With the opening galloping triplets and ripping leads of “Anarchy Divine,” No Exit is off and running. This is a particularly blistering and speedy tune, with Alder shrieking to the bloody heavens, “Save me, someone’s come to change me/Mislead, delusions color real/black and white, they’ll never paint me/never see until you feel.” “Silent Cries” begins with a whirlwind of crunchy eighth notes, but it actually is a moody and dynamic tune that is as beautiful as it is exhilarating. Darkness reigns supreme on the slow, acoustic-based “In a Word,” which finds the narrator crying forth in desperation, “How much more can I take? And how much more ‘til I break?” “Shades of Heavenly Death,” by contrast, is a wicked juggernaut of technical and complex thrash riffing. Just try to keep your neck vertebrae intact after that one.

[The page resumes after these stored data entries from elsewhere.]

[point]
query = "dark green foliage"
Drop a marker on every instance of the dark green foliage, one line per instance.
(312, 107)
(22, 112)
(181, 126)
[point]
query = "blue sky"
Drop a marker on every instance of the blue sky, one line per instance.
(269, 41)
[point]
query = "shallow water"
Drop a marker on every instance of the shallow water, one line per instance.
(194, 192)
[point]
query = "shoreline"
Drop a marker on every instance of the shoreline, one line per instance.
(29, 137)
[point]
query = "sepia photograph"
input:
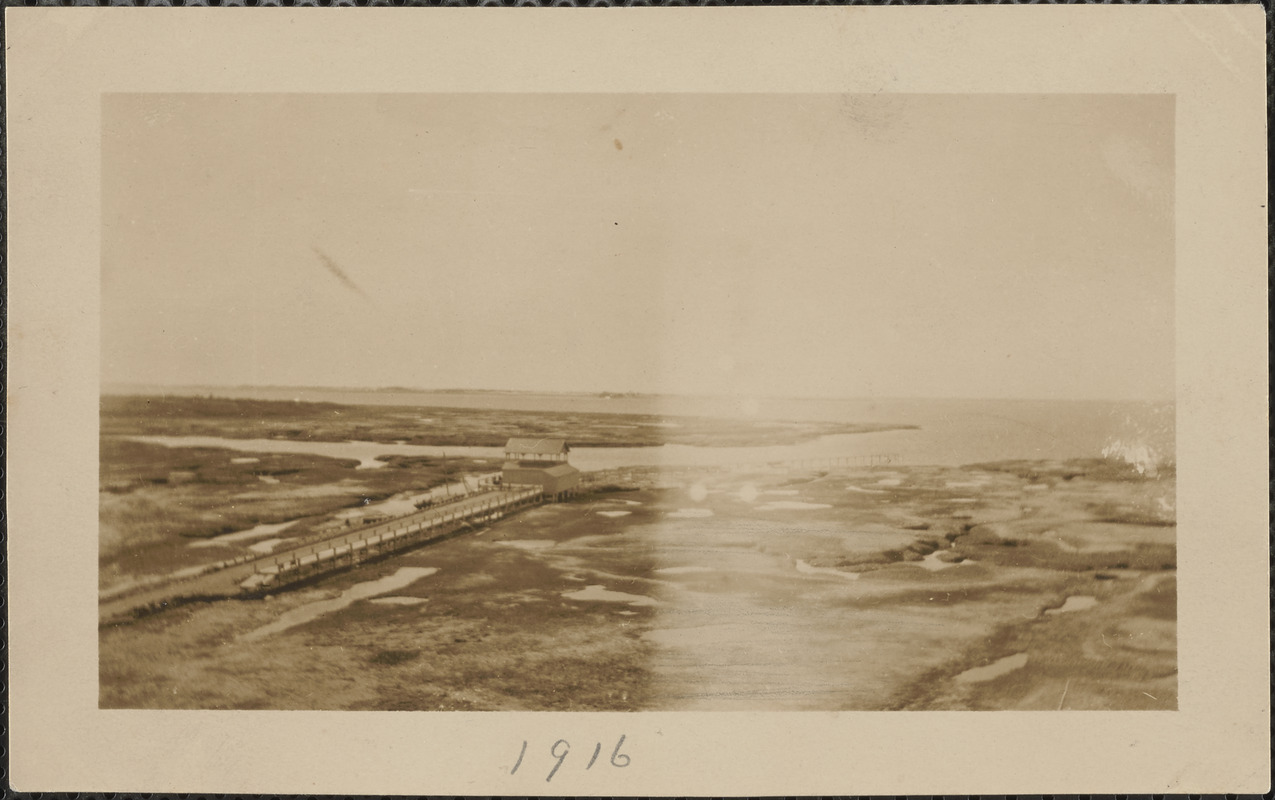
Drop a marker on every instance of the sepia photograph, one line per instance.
(638, 402)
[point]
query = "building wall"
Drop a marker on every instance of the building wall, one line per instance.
(531, 476)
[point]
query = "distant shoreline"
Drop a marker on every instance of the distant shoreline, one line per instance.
(112, 389)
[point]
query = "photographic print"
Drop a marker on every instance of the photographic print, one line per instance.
(638, 402)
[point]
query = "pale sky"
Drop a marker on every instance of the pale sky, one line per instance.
(729, 244)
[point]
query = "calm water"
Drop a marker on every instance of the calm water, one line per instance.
(950, 431)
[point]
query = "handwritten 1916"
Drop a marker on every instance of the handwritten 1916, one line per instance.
(561, 748)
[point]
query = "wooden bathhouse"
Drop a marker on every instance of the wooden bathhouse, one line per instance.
(539, 462)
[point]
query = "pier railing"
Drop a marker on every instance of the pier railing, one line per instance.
(385, 537)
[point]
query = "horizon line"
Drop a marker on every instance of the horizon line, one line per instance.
(106, 388)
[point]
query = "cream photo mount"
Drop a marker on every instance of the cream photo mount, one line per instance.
(1210, 59)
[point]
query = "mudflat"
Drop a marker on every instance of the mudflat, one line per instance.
(1012, 585)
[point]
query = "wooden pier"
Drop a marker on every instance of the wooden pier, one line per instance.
(249, 576)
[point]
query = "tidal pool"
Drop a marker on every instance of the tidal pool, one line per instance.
(301, 615)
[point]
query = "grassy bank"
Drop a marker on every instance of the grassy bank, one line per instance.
(249, 419)
(156, 502)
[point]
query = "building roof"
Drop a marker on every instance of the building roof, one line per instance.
(538, 447)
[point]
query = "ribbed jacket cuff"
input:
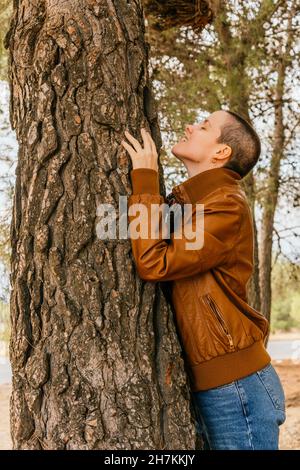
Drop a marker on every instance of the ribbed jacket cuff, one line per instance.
(144, 180)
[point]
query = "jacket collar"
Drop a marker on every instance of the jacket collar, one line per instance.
(198, 186)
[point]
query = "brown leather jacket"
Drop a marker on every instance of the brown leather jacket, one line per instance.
(222, 335)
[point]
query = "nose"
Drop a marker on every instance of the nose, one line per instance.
(189, 128)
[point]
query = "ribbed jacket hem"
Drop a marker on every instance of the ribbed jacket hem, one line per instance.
(229, 367)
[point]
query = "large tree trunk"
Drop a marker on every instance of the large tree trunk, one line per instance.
(95, 355)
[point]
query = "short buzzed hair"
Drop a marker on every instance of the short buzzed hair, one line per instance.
(240, 135)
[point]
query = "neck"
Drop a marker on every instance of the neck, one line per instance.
(194, 168)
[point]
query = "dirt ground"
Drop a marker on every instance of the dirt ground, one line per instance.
(288, 372)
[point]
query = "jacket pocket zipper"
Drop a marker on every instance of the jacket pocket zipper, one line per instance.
(221, 322)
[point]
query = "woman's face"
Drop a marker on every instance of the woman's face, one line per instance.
(199, 143)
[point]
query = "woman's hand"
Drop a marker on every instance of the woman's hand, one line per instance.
(142, 157)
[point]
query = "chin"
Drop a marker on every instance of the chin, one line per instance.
(175, 150)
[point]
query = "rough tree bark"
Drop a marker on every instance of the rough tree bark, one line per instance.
(95, 356)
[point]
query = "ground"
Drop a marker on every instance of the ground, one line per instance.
(288, 372)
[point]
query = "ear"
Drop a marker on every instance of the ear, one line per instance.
(224, 154)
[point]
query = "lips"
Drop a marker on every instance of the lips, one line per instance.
(184, 138)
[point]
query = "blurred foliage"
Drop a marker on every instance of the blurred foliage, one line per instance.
(285, 296)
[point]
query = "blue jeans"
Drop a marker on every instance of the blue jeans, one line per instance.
(244, 414)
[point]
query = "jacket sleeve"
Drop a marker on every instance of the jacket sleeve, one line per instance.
(161, 259)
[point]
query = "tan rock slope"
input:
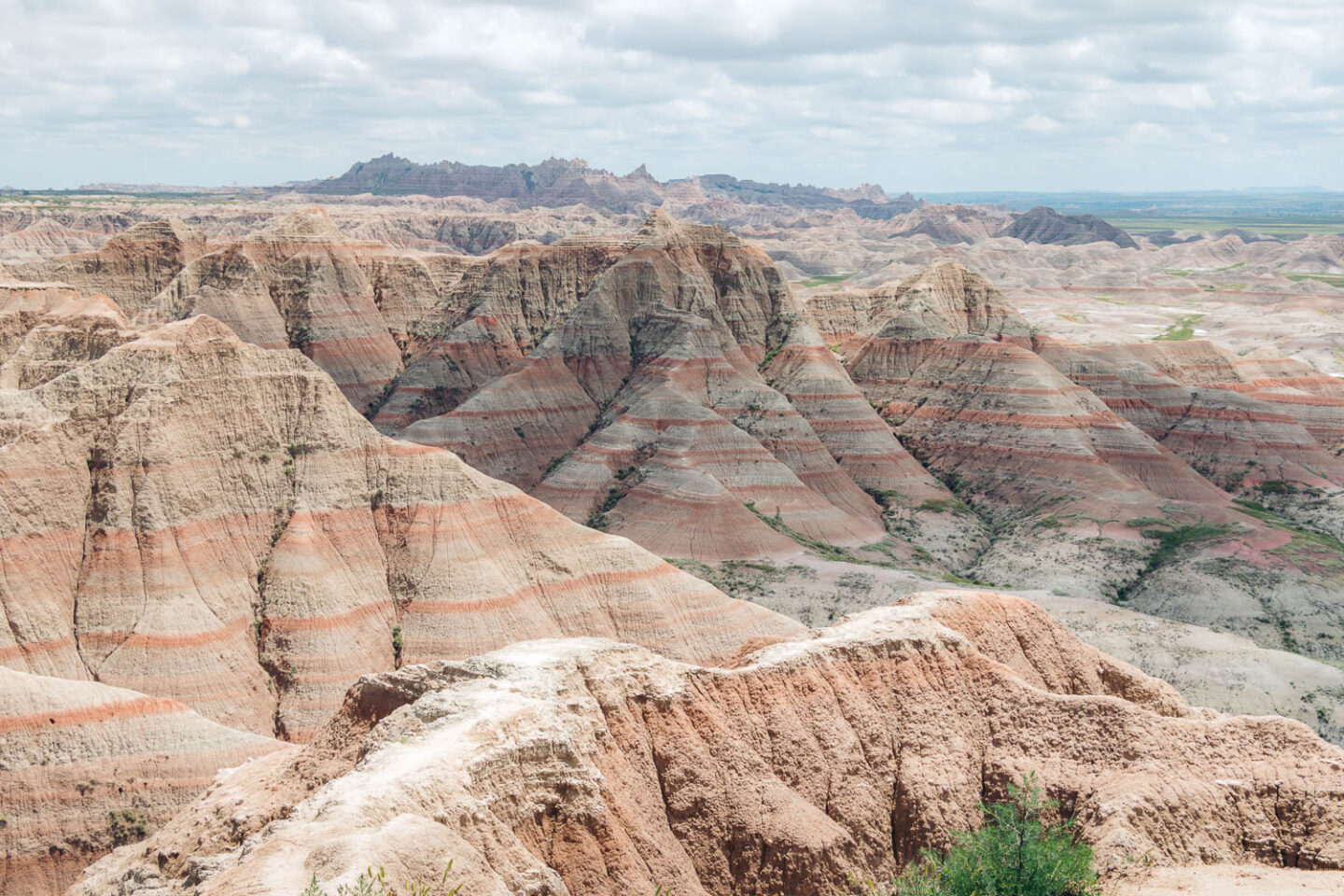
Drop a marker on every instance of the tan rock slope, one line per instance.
(85, 767)
(686, 382)
(206, 520)
(1092, 497)
(598, 768)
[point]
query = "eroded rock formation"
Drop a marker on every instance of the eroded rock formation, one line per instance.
(201, 519)
(589, 767)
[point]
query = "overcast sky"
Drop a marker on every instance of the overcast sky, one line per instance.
(929, 95)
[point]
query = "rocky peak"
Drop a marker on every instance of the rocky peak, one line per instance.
(311, 225)
(665, 231)
(944, 301)
(1044, 225)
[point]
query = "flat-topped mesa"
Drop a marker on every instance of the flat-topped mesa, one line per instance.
(131, 268)
(49, 328)
(85, 767)
(201, 519)
(1044, 225)
(589, 767)
(553, 183)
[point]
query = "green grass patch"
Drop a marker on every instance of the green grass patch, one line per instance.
(1334, 280)
(825, 280)
(1270, 226)
(1181, 330)
(1303, 539)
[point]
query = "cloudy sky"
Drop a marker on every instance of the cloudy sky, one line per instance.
(928, 95)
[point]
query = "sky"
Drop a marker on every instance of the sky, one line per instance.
(929, 95)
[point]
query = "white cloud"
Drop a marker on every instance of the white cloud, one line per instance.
(956, 94)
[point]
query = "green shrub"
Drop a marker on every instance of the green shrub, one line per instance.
(375, 884)
(1016, 853)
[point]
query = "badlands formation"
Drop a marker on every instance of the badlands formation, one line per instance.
(231, 536)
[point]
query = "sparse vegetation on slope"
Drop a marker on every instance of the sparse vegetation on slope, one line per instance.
(1016, 853)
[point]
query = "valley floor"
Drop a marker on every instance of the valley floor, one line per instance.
(1231, 880)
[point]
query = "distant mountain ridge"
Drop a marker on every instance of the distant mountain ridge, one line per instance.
(566, 182)
(720, 199)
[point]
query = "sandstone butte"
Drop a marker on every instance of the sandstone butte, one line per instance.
(1078, 489)
(590, 767)
(189, 522)
(671, 388)
(219, 526)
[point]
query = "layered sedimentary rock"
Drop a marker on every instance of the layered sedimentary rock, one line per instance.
(131, 268)
(50, 328)
(589, 767)
(1043, 225)
(1080, 496)
(201, 519)
(1253, 430)
(48, 237)
(555, 182)
(85, 767)
(681, 385)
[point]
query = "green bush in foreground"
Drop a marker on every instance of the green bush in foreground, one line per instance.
(1014, 855)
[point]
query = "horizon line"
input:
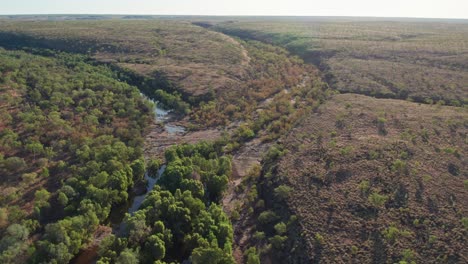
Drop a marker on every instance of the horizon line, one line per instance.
(209, 15)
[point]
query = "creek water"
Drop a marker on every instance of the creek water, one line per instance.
(89, 255)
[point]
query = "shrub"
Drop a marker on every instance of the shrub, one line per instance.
(282, 191)
(14, 164)
(319, 239)
(377, 200)
(364, 187)
(465, 222)
(278, 241)
(392, 233)
(280, 228)
(381, 126)
(267, 217)
(28, 177)
(399, 166)
(252, 256)
(259, 236)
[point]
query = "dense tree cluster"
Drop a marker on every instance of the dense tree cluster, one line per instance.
(71, 140)
(179, 220)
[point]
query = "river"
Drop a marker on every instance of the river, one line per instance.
(90, 254)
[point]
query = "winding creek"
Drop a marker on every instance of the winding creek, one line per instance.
(116, 217)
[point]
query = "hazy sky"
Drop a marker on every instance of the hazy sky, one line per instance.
(387, 8)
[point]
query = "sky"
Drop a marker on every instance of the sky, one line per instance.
(375, 8)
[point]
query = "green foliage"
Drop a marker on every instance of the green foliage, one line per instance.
(252, 256)
(41, 198)
(179, 219)
(392, 233)
(267, 217)
(399, 166)
(281, 228)
(364, 187)
(377, 200)
(465, 222)
(80, 129)
(282, 191)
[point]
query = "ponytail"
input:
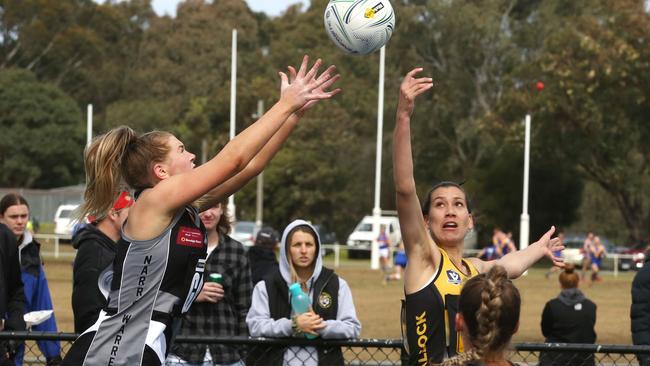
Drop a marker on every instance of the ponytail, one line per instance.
(120, 157)
(490, 306)
(102, 161)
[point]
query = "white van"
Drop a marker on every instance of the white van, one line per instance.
(64, 220)
(362, 235)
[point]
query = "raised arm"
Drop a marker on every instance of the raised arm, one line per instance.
(417, 242)
(517, 263)
(261, 160)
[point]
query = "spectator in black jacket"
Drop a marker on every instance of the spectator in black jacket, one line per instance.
(93, 265)
(640, 310)
(12, 298)
(262, 255)
(220, 309)
(569, 318)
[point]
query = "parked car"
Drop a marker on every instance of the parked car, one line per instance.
(64, 219)
(326, 237)
(362, 236)
(245, 232)
(634, 258)
(573, 248)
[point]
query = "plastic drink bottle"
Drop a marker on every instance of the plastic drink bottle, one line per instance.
(215, 277)
(300, 303)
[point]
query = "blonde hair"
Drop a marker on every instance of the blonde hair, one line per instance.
(116, 158)
(490, 305)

Finally, No Exit closes with the inimitable concept suite, “The Ivory Gate of Dreams.” This eight-part, 22-minute-long musical ode to crushed life dreams is more dynamic and gorgeous than one could ever accurately put into words. It’s really best to just listen to the song. This devastating story of the “daylight dreamers,” who seek temporary solace from their waking sorrows through the sanctuary of sleep, embodies all the best qualities that No Exit, and great metal, delivers. When I had the extreme fortune of seeing Fates Warning perform “IV. Quietus” from this suite last fall, I could barely contain my emotion.
And that, said Forrest Gump, is all I have to say about that.